FDA News – Drug Industry Daily
Dec. 19 , 2003
By Lynn Stanton
Drugmakers promoting off-label uses of their products may inadvertently assist potential whistle-blowers with their cases and attract closer scrutiny from government investigators and courts, according to an expert in healthcare litigation.
Whistle-blower cases against pharma companies in the last couple of years have chiefly involved pricing issues and allegations of kickbacks in various forms. “But it is nice [from the whistle-blower’s point of view] if the drug or drugs at issue are being marketed for unlabeled uses and we can establish that those uses are of questionable efficacy,” attorney Kenneth Nolan told DID in an interview. “If you have that efficacy issue, or lack thereof, based on active marketing of unlabeled uses, it adds more fuel to the fire … and those types of situations are out there, unfortunately,” he added.

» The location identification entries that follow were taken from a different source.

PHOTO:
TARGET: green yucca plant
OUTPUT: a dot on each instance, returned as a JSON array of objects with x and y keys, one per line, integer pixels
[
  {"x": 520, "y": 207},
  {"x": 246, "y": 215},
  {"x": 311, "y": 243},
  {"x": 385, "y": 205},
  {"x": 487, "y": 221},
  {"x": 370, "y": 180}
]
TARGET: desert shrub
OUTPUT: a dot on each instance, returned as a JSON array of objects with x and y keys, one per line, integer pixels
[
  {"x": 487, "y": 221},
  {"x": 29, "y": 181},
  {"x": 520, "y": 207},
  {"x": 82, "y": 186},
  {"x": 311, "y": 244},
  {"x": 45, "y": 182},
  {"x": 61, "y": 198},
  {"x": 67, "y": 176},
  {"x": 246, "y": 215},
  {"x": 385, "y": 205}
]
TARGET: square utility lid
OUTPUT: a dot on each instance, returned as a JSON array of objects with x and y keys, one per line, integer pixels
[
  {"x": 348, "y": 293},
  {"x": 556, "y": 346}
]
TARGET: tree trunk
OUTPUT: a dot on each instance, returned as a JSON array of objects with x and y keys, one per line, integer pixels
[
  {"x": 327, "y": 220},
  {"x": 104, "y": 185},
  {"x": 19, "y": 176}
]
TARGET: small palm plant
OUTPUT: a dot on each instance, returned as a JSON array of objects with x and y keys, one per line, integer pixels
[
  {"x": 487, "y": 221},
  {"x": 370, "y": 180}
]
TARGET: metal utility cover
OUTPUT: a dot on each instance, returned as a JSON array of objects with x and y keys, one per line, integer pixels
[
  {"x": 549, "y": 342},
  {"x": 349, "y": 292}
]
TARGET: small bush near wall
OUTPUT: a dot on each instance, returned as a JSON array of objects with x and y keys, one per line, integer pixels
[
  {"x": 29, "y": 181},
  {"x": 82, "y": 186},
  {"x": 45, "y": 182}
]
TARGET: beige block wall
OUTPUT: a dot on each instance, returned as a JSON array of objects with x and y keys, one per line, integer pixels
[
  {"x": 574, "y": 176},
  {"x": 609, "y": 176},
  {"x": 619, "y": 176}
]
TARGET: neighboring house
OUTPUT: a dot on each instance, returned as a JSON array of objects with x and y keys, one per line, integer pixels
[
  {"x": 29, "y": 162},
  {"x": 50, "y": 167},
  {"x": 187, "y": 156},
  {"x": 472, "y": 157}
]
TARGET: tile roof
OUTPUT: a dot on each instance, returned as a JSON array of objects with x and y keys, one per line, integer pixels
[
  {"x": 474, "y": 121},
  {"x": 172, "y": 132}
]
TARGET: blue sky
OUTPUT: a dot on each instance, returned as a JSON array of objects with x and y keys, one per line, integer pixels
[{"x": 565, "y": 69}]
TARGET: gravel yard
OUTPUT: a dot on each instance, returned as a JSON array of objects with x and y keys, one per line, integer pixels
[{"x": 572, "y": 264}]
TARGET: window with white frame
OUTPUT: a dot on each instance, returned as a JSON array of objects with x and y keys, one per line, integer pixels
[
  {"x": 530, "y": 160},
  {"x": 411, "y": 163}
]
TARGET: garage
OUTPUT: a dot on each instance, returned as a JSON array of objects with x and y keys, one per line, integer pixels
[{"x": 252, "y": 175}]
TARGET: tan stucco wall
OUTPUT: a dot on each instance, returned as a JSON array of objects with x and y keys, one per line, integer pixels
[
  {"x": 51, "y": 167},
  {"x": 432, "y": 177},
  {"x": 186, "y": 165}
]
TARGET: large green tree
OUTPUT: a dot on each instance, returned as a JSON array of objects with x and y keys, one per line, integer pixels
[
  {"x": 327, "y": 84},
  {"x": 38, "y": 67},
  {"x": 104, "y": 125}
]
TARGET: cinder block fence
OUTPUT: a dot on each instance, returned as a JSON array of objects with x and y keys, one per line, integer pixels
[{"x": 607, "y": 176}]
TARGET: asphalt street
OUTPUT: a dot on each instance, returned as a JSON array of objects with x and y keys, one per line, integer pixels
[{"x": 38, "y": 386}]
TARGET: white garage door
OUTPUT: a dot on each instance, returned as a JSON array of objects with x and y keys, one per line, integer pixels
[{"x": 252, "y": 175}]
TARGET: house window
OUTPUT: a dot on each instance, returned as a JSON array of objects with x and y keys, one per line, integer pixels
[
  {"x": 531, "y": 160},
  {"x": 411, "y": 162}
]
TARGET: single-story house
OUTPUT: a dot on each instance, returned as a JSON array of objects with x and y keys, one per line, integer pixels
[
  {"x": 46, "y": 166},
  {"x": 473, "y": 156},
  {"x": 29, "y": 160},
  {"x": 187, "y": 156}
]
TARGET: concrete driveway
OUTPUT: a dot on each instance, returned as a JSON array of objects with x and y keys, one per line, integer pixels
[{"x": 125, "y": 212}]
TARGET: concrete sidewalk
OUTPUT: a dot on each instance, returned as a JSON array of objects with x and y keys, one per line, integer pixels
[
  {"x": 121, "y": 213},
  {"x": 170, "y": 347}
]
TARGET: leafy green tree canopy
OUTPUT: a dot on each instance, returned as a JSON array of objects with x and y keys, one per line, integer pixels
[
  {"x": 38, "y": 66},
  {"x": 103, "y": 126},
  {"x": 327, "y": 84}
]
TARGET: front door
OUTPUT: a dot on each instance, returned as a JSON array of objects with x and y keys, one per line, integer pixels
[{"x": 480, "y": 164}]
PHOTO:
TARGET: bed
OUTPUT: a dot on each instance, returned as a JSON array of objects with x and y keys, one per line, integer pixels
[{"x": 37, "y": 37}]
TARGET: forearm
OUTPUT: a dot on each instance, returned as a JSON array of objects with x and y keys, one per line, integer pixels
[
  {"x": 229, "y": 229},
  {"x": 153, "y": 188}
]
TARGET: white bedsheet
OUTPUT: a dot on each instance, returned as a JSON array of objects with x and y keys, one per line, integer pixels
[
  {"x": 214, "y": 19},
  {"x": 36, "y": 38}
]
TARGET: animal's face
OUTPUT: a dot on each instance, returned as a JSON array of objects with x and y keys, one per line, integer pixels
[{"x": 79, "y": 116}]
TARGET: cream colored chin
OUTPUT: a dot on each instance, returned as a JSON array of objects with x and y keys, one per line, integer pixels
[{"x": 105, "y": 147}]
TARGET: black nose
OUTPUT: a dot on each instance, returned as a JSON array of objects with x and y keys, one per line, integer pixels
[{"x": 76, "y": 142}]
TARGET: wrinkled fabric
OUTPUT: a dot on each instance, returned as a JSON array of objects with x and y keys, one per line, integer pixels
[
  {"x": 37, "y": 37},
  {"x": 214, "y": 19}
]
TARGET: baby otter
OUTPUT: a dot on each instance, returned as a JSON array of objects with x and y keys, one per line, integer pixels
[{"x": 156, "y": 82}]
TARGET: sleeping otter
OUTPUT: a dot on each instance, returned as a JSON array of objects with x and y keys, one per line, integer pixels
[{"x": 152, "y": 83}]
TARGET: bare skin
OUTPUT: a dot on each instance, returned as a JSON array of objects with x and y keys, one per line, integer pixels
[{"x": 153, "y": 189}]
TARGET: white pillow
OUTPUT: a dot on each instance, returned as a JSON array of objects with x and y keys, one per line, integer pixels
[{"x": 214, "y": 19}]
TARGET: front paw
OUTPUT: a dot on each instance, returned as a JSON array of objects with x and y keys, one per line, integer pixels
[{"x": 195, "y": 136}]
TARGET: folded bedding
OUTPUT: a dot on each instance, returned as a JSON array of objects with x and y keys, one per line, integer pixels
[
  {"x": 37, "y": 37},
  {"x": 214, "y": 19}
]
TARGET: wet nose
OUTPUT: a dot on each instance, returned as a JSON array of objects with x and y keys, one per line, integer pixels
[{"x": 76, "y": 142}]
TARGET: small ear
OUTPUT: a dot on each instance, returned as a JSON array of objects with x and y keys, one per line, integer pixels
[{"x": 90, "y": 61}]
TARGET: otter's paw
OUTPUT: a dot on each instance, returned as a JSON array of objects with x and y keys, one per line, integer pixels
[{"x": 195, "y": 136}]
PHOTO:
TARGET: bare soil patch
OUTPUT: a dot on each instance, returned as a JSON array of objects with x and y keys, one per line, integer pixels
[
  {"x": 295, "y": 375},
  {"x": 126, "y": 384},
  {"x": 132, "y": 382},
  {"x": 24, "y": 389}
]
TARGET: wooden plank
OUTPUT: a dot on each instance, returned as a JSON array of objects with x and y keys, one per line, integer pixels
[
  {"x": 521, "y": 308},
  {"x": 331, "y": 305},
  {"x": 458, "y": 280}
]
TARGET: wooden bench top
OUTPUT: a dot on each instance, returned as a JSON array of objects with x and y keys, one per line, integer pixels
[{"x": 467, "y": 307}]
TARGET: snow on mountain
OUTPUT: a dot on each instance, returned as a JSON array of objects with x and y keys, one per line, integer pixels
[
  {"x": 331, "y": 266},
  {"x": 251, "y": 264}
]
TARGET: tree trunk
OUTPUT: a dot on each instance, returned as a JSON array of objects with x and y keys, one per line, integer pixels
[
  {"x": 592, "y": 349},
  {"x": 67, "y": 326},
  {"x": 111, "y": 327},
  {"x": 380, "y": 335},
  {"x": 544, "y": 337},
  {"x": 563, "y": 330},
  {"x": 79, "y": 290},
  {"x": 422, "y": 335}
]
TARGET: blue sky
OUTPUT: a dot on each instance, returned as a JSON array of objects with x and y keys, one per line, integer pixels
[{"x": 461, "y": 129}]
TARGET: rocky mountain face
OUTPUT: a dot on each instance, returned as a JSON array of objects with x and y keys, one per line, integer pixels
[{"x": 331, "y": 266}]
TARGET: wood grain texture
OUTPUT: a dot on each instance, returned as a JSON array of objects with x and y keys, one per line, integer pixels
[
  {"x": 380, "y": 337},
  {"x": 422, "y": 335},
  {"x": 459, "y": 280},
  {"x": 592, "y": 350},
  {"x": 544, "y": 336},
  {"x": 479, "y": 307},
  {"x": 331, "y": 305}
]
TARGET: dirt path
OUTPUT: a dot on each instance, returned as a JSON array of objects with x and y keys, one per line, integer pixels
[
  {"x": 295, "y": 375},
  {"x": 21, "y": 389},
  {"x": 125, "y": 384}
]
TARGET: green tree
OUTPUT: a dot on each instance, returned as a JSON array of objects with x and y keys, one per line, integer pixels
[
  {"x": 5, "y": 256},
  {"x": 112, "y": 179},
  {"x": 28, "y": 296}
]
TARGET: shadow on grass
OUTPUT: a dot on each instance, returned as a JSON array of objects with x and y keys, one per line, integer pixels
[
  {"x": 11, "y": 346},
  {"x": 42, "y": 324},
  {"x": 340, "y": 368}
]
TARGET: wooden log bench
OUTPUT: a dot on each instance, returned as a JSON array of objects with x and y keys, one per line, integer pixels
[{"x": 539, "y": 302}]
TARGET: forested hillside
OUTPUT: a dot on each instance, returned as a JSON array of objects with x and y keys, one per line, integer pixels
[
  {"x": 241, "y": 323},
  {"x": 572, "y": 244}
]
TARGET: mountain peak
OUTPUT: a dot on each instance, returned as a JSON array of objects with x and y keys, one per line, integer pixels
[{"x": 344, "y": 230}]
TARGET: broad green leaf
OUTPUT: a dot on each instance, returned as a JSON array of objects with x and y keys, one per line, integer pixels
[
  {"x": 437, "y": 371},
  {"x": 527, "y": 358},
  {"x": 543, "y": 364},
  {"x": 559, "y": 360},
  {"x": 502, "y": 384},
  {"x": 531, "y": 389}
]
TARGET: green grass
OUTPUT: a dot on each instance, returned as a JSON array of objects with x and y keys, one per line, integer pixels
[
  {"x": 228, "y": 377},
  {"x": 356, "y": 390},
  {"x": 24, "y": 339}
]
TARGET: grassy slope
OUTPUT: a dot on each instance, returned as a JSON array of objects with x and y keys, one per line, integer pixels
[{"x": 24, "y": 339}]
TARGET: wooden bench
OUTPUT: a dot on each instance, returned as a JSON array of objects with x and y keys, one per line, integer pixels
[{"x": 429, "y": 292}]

Nolan, whose Fort Lauderdale, Fla.-based law firm has recovered about $70 million for the federal treasury in qui tam cases, said he didn’t want to comment specifically on the whistle-blower case against Pfizer currently before the U.S. District Court in Boston, which involves allegations of off-label marketing (DID, Nov. 26, Page 3).
However, he said he did not agree “with the notion that just because a pharmaceutical company is marketing off-label that it is a false claim. I also will add that I think that the policy of allowing physicians to prescribe off-label, whether or not there is oversight by the FDA, is very sound.” But he suggested that future lawsuits could allege liability under the False Claims Act based on situations where the off-label indication is not supported by one of the major pharmaceutical compendia, as cited in the Medicaid drug rebate statute.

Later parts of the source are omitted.